Obamacare Numbers Rising Despite Fierce Opposition

Citizen Wealth Financial Justice Health Care

Applications are seen at a rally held by supporters of the Affordable Care Act in Jackson, MississippiNew Orleans   More than one-million people enrolled under the Affordable Care Act during January bringing the numbers up to 3.3 million in so far with two months to go.  Despite the disastrous start last fall, the numbers are now averaging 75% of original predictions.

            In the heavily contested states like Texas and Louisiana, where governors have declared Obamacare their personal Alamo, the numbers are still sagging more somewhat, but are significant.  Louisiana is 56% of expectation with 40000 enrolled in either Medicaid or private plans now.  Texas is at 53% with 87,000 in both programs thus far.  Arkansas where the private option is now under attack is at 69% of expectation with 70,000 enrolled.  With at least two more months to go, there’s only one way these numbers are going to keep going, and that’s up, which is exciting but must be disconcerting to the Republicans who are staking their future on their hardcore base’s Obama hate.

            The haters keep getting tripped up and thrown off message though.  Obama faced the music and gave smaller and medium sized businesses in the range of 50 to 100 workers an extension in compliance.  The Wall Street Journal claimed Obama was exempting for another year 27% of the American workforce and started beating the drums until they buried a correction the next day admitting that the extension affected only 7.9 million workers or 7% of the American workforce.  Yeah, 27% versus 7%, that’s an honest mistake, huh?

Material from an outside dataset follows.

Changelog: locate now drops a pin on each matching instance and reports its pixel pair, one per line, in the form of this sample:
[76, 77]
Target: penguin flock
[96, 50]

            This is still a state by state fight.  The private option is in the balance in Arkansas, but has been adopted in Iowa and is being sought in other states.  New Hampshire recently became the latest state to expand Medicaid coverage, and more will follow inevitably.  As millions march towards better health, it will be harder and harder for some states to pass up the virtually free cost for saving their citizens’ lives.

            At the same time it is still a bitter pill to swallow that private insurance companies who will make billions on the healthcare expansion still have way too much arbitrary say on the cost and coverage of people.  Three of the four insurance carriers in the marketplace in Louisiana for example announced suddenly that they would not accept 3rd party payments from federal sources like the Ryan White funds to cover HIV/AIDS patients, throwing 2000 Louisianans into a “one choice fits all” situation with the same companies also moving to deny coverage in other states.  Companies providing subpar, unqualified plans are also being allowed continued leeway in the same direction with a mishmash of responses from regulators in various states sometimes looking the other way and sometimes blocking the door, as they should be doing. 

            There are problems with the Affordable Care Act, a barrel of them, but as long as the haters are running wild on the public policy battlefield, there’s no chance of fixing even the pieces that are broken and demand attention.  

            Meanwhile Americans are marching forward into the arms of Obamacare in sure and steady numbers.  People better hear the sound of them coming and soon realize that this is a movement that won’t be stopped.